Burford reiterated: “Our immediate job is to meet with the leaders in Highgate and, like Bob Marley in his ‘One Love’ concert did, encourage them to hold hands in a remarkable yet common cause for Highgate’s development, no matter their political persuasion”.

Advocacy

Among supporters at the December function was guest speaker Dr. Verene Shepherd, professor of Social History at the University of the West Indies Mona Campus and Director of the Institute for Gender & Development Studies. Professor Shepherd extolled the work being done by UFOH for the Parish in which she was born.

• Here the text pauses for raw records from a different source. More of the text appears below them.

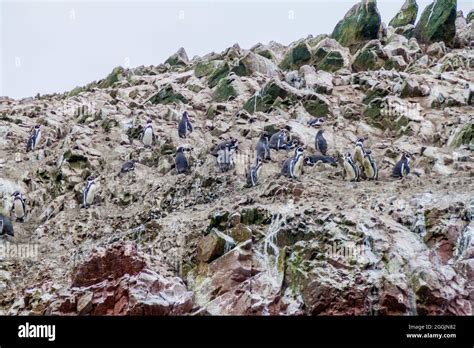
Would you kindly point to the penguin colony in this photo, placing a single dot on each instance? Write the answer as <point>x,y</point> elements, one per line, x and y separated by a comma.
<point>359,165</point>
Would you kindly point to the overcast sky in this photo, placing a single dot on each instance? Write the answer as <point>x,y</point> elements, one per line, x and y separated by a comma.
<point>53,46</point>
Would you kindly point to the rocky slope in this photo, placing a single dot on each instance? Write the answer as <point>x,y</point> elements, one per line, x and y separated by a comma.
<point>201,243</point>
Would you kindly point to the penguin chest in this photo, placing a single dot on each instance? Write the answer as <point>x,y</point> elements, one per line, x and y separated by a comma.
<point>148,137</point>
<point>90,194</point>
<point>18,208</point>
<point>298,167</point>
<point>350,171</point>
<point>368,168</point>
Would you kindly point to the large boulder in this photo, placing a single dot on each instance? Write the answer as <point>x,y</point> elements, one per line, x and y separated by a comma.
<point>180,58</point>
<point>437,23</point>
<point>406,15</point>
<point>361,24</point>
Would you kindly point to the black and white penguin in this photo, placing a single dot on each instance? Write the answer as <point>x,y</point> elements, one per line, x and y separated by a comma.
<point>19,206</point>
<point>320,142</point>
<point>351,169</point>
<point>359,152</point>
<point>225,156</point>
<point>89,192</point>
<point>402,168</point>
<point>263,149</point>
<point>279,140</point>
<point>128,166</point>
<point>34,138</point>
<point>6,226</point>
<point>184,127</point>
<point>253,173</point>
<point>293,167</point>
<point>316,122</point>
<point>148,135</point>
<point>370,167</point>
<point>314,159</point>
<point>181,161</point>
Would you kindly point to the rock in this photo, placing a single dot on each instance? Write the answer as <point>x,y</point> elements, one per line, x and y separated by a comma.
<point>406,15</point>
<point>359,25</point>
<point>370,57</point>
<point>320,81</point>
<point>298,54</point>
<point>437,23</point>
<point>330,56</point>
<point>252,63</point>
<point>179,58</point>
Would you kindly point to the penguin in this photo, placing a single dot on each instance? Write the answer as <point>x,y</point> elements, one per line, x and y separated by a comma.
<point>352,172</point>
<point>314,159</point>
<point>370,167</point>
<point>6,226</point>
<point>19,206</point>
<point>148,135</point>
<point>34,139</point>
<point>225,156</point>
<point>253,173</point>
<point>181,162</point>
<point>293,167</point>
<point>279,140</point>
<point>89,192</point>
<point>320,142</point>
<point>359,152</point>
<point>263,148</point>
<point>184,127</point>
<point>128,166</point>
<point>316,122</point>
<point>402,168</point>
<point>231,143</point>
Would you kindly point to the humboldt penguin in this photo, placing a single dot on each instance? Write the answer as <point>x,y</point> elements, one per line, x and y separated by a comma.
<point>370,167</point>
<point>320,142</point>
<point>89,192</point>
<point>279,140</point>
<point>402,168</point>
<point>6,226</point>
<point>312,160</point>
<point>293,167</point>
<point>181,162</point>
<point>263,149</point>
<point>316,122</point>
<point>148,135</point>
<point>19,206</point>
<point>128,166</point>
<point>359,152</point>
<point>253,173</point>
<point>34,138</point>
<point>351,169</point>
<point>184,127</point>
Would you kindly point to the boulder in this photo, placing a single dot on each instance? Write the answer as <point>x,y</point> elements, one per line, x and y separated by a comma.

“St. Mary has a proud history of advocacy and activism for social equality and social justice. You are truly living up to the meaning of the word ‘Highgate’… meaning way, road, path. If we take its symbolic meaning we could say that you are making a way, creating a road or path that ensures that the most vulnerable in the parish can walk towards social mobility and social equality,” said Shepherd.

She went on to name several well-known Jamaicans who hail from St. Mary and have contributed much to society, among them Member of Parliament and former Minister of Youth and Culture Lisa Hanna, Senator Floyd Morris, reggae singer Beres Hammond, Ambassador Audrey Marks, Attorney Antoinette Haughton to name a few.

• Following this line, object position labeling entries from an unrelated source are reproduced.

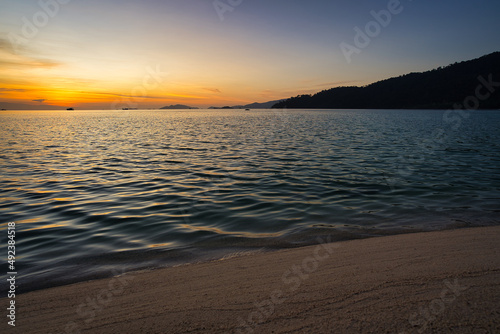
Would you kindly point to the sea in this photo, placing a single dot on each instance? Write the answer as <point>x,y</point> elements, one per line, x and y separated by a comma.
<point>96,193</point>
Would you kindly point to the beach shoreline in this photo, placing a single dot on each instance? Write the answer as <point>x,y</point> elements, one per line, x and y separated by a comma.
<point>443,281</point>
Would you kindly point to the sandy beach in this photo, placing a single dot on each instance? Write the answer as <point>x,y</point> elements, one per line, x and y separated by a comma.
<point>436,282</point>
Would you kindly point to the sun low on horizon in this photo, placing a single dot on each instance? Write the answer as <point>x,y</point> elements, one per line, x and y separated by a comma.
<point>147,54</point>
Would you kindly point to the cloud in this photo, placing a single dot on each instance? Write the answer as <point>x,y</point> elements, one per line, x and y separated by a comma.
<point>2,89</point>
<point>213,90</point>
<point>335,84</point>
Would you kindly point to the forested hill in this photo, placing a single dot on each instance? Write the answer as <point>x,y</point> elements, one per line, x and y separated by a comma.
<point>441,88</point>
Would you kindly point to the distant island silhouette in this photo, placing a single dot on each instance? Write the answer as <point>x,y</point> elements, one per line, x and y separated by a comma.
<point>474,83</point>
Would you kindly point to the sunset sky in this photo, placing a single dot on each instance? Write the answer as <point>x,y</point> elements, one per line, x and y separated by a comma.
<point>109,54</point>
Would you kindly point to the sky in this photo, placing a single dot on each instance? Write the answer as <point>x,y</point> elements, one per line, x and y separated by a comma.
<point>112,54</point>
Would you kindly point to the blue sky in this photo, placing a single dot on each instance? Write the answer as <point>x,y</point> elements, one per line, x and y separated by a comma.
<point>92,53</point>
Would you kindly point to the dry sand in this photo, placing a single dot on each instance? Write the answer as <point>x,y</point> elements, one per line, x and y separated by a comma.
<point>437,282</point>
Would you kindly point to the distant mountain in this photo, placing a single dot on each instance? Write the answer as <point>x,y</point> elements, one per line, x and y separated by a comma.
<point>178,106</point>
<point>264,105</point>
<point>255,105</point>
<point>441,88</point>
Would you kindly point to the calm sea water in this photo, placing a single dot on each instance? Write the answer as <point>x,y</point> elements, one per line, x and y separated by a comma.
<point>97,192</point>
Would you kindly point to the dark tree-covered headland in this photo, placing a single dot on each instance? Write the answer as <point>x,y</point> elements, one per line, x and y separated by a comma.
<point>474,83</point>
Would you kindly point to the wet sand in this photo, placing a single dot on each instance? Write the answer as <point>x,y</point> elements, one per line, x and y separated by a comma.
<point>446,282</point>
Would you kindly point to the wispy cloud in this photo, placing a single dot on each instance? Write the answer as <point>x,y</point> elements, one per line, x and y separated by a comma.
<point>3,89</point>
<point>213,90</point>
<point>336,83</point>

Shepherd also reminded the audience that these contemporary leaders could not have achieved success without the support of the strong shoulders of revolutionary activists from which they launched. Credit must go to Chief Tacky who led a war to liberate Jamaica from British bondage in April 1760, the professor urged. Indeed it was Tacky who headed the march among the enslaved to Port Maria in the fight for freedom.

“Tacky’s fight was not in vain because every couple of years after that a war for liberation broke out in St. Mary, Shepherd added, noting “We need to lobby for Chief Tacky to become a National Hero of Jamaica because he and his army laid the groundwork for what  Sharpe and others later achieved”.

UFOH is continuing the legacy by focusing on its mission to create a strong social and economic base through collaborative community development. Helping Highgate residents create goods and services via entrepreneurial enterprises, contributing to educational funds, and supporting infrastructural development is a major strategy that is slowly but surely shaping a sustainable Highgate community.